DE: What did you think of the From Hell movie?

EC: It was fun. There’s a ten-minute segment on the DVD where they look at the pages of the comic and show how they convert it to the film. It makes for very interesting viewing. They compare actual panels against moments of film. I'm also looking forward to the variant endings. I know there was extra footage there.

DE: Did they interview you for the DVD?

EC: No, they didn’t.

DE: What was it like doing the Hollywood thing for a while? Did they fly you to the premiere?

EC: No, that’s another disaster. The premiere was a the first one to come up after the 9/11 tragedy. So they didn’t really have a big gala event like they normally would have. They just had a quiet buffet at Spago's in Beverly Hills. 20th Century Fox was originally going to fly us over but they reneged so I flew myself over. The apologized for the inconvenience but they said they couldn’t afford to do it. I couldn’t miss it, I got some interesting photos that I will put into Egomania. I’ve got a photo of myself with Heather Graham.

When you see Heather Graham onscreen she looks magnificent, colossal and gorgeous. But when you meet her in real life she’s just a tiny little girl. But when my photo was developed she was huge and magnificent again. Heather has gotten some flak for the English accent she employs in the movie, but I wonder if those giving the flak know that the character was Irish. I found it acceptable enough and my mother is Irish.   (Click here for Eddie's premiere pictures)

DE: What was it like seeing your name up on screen?

EC: It was great. We nearly didn’t get up there because it wasn’t on there at first. Contractually there was some confusion.

DE: But you and Alan Moore own the property.
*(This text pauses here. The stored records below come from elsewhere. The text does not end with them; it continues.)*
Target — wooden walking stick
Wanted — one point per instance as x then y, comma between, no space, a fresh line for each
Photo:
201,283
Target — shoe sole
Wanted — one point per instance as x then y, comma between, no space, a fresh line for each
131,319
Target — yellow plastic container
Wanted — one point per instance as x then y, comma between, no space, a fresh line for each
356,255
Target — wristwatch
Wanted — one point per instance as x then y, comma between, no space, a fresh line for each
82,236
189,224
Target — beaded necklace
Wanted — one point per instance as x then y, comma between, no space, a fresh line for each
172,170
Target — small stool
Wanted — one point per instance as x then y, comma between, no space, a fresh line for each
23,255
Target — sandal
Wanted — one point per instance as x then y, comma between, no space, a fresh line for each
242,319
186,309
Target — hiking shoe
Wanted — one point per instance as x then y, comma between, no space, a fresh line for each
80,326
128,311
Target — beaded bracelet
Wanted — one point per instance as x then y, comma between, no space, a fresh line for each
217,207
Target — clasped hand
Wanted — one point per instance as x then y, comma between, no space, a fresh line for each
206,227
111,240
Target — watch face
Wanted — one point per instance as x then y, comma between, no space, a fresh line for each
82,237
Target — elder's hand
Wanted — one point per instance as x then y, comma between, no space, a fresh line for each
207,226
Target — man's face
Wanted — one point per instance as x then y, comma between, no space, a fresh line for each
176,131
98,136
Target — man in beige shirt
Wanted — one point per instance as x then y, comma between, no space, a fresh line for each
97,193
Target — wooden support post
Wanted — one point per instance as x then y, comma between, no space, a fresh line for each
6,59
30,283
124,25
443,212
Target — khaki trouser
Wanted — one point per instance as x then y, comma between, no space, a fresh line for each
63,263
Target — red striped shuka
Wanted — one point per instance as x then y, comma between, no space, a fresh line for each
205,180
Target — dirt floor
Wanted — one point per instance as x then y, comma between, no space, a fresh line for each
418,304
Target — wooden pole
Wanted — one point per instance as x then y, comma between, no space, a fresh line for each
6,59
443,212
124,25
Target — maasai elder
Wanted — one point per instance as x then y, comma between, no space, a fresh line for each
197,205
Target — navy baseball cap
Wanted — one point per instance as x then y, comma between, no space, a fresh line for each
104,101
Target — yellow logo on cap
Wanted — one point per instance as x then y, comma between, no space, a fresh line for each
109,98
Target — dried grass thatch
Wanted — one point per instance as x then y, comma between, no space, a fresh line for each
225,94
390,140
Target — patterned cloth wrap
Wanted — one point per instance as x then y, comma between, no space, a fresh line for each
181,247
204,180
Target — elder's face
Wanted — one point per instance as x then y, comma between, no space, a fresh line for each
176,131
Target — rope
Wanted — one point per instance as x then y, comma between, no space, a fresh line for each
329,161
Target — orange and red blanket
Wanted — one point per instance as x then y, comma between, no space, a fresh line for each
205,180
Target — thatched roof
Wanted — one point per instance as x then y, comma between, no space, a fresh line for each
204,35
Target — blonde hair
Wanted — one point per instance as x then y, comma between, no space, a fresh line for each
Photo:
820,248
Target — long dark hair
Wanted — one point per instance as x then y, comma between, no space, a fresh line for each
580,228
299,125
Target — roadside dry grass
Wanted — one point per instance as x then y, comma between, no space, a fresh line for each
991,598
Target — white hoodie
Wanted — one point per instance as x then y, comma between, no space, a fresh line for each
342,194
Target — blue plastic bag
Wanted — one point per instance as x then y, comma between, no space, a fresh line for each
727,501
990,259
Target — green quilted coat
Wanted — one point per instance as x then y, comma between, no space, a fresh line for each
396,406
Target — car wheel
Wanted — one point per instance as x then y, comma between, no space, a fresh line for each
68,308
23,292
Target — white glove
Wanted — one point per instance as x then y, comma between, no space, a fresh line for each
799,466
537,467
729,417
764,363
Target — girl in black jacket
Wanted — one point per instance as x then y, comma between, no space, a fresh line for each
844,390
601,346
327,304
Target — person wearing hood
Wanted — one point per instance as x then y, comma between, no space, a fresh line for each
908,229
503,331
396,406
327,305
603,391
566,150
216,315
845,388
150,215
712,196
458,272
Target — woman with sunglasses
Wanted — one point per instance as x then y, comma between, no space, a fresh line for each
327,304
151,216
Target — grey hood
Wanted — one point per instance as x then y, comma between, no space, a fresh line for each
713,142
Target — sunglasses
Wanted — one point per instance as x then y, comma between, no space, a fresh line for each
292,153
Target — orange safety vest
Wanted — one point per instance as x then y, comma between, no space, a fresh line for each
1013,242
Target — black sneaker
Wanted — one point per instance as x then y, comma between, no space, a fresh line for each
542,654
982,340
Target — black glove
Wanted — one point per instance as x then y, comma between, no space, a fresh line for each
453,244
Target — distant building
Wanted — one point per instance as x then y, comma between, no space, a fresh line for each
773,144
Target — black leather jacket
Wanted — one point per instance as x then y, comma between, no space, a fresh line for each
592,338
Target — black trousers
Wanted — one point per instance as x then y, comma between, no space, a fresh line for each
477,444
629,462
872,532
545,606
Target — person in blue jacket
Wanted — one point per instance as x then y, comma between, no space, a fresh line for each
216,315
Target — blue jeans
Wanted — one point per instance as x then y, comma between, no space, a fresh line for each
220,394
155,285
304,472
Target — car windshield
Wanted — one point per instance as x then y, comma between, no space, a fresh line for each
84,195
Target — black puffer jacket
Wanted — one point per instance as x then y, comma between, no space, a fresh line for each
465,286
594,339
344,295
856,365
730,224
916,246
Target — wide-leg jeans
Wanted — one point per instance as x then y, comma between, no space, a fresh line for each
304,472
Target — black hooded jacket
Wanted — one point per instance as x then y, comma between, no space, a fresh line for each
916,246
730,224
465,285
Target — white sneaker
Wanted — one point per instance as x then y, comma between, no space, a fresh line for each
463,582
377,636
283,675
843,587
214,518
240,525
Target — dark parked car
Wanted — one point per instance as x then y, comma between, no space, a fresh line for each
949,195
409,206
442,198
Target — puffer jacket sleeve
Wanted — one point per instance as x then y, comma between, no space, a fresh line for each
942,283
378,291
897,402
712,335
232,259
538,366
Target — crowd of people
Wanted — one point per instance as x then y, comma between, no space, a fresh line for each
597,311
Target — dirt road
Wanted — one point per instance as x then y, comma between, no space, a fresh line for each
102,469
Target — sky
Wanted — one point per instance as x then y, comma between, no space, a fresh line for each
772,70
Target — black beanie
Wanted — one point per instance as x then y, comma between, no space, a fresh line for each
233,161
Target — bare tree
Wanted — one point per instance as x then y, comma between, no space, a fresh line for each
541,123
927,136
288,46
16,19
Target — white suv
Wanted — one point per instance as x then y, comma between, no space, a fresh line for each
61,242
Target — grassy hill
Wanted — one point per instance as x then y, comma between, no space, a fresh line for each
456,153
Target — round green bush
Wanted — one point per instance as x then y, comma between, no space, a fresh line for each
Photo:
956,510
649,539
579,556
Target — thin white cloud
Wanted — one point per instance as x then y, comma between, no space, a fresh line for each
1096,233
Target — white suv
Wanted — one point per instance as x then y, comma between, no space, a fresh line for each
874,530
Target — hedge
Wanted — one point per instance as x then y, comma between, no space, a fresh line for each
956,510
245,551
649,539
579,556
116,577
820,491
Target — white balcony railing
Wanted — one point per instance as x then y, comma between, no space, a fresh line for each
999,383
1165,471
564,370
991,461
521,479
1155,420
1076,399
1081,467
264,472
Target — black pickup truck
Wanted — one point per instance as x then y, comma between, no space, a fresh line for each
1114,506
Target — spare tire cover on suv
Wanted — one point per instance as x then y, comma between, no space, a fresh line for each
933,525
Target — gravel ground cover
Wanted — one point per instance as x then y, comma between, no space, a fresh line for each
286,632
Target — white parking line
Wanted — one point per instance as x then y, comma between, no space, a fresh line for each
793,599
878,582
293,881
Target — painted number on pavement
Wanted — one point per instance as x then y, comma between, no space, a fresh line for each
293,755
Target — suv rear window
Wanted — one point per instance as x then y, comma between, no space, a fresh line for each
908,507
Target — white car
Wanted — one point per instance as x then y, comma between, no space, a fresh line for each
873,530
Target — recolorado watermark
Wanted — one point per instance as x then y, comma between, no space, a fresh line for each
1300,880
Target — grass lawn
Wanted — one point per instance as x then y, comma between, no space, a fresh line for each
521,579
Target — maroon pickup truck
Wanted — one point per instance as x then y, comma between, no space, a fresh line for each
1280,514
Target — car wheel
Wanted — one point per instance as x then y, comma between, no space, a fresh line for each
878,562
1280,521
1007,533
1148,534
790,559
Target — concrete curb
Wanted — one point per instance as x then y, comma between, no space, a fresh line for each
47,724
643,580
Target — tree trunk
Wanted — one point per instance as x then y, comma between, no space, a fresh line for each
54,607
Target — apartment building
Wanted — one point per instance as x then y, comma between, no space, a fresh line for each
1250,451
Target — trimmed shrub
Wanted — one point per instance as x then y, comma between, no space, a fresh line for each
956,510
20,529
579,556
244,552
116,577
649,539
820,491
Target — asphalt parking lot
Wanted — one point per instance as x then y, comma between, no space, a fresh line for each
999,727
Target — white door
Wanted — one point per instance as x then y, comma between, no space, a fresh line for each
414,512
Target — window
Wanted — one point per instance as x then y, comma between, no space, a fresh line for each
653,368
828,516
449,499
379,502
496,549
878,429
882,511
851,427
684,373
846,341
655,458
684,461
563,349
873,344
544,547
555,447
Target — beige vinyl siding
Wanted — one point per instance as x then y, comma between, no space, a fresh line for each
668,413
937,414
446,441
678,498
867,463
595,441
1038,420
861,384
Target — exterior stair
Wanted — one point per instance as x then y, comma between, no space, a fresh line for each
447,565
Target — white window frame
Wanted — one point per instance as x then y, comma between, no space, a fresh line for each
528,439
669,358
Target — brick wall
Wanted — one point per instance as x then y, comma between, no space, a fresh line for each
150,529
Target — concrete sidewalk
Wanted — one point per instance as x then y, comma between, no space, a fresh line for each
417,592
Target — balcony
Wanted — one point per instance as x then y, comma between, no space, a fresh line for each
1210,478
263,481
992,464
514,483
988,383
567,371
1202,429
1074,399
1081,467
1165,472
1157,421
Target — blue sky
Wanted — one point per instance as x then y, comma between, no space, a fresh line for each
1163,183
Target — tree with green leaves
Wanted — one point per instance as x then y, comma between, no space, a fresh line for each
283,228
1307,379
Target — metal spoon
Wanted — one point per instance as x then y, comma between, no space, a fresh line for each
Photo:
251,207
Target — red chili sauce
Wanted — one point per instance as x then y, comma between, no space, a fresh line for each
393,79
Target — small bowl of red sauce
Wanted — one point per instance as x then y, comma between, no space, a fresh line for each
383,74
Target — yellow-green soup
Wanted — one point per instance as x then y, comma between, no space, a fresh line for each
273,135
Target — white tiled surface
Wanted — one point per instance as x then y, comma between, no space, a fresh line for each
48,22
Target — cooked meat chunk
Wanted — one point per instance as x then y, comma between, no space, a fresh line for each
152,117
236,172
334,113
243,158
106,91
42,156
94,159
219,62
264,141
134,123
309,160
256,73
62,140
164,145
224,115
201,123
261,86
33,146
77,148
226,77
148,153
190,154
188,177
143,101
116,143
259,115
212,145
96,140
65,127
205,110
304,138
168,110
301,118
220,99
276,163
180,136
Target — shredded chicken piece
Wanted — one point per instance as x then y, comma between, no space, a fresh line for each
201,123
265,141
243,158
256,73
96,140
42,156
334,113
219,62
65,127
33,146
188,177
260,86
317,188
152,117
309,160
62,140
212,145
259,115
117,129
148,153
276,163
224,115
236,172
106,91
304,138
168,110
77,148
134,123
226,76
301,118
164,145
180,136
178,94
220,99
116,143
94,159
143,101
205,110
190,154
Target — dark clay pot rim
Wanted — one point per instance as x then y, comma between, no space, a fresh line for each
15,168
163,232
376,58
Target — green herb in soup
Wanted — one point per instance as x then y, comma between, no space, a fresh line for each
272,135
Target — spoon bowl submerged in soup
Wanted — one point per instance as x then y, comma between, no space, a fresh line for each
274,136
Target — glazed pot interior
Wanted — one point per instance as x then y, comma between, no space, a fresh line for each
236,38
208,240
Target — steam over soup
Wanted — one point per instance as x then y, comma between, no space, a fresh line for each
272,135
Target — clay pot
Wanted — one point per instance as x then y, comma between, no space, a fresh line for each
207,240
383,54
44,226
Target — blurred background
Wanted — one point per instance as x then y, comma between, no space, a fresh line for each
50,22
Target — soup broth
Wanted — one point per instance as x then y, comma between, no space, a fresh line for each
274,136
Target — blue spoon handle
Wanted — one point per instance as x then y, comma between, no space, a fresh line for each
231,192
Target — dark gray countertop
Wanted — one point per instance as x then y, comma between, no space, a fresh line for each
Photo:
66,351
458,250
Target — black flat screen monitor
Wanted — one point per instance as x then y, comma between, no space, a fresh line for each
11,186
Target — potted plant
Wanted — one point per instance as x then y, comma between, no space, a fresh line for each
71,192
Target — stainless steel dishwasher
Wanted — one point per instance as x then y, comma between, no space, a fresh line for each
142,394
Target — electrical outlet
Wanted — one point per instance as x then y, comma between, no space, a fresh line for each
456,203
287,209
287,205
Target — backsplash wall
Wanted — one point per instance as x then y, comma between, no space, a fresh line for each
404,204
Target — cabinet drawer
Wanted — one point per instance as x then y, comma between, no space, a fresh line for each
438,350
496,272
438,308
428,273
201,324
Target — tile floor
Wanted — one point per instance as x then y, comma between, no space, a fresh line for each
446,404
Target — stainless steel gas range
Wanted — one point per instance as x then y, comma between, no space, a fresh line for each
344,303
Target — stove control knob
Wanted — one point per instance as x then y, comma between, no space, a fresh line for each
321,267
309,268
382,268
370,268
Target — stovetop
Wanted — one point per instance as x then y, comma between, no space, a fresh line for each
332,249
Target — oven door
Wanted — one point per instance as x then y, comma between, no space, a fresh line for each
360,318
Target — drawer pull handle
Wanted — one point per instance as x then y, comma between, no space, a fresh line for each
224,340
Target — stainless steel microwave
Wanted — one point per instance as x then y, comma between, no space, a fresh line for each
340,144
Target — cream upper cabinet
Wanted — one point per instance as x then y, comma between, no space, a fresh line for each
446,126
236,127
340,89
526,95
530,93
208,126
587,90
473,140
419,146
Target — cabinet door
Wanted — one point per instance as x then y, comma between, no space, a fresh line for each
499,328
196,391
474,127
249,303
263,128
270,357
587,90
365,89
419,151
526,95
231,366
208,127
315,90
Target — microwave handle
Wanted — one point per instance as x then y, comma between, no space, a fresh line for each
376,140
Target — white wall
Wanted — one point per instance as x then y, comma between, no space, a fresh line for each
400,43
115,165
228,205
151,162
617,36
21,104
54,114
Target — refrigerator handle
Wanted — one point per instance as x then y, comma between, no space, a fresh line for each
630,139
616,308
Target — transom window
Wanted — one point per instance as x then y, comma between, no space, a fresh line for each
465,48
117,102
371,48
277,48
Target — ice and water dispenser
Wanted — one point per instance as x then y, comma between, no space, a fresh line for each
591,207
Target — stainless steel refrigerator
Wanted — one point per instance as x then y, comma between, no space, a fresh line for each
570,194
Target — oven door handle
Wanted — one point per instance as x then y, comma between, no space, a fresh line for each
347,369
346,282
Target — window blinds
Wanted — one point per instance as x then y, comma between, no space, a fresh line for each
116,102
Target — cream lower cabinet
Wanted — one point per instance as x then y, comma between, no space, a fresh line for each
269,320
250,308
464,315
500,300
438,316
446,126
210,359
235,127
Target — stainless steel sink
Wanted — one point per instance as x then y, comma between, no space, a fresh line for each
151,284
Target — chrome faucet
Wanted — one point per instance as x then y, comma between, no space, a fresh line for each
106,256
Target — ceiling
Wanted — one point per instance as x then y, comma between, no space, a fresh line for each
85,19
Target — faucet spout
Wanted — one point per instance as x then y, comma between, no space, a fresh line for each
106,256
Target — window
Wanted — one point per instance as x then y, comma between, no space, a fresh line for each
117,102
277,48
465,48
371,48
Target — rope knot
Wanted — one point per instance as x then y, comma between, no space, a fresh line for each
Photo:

EC: We do but that’s just one thing that happened. We actually lost the rights to it at one stage. I had to hire a lawyer to get the rights back. When Kitchen went bankrupt we lost the rights temporarily. It was only the fact that they owed us $15,000 that we were able to trade for the rights. But that’s just one of the disasters I’ve had to see us through. Three publishers have gone out of business while we were doing the book. Plus LPC just went bankrupt and Top Shelf had to scramble for a bit.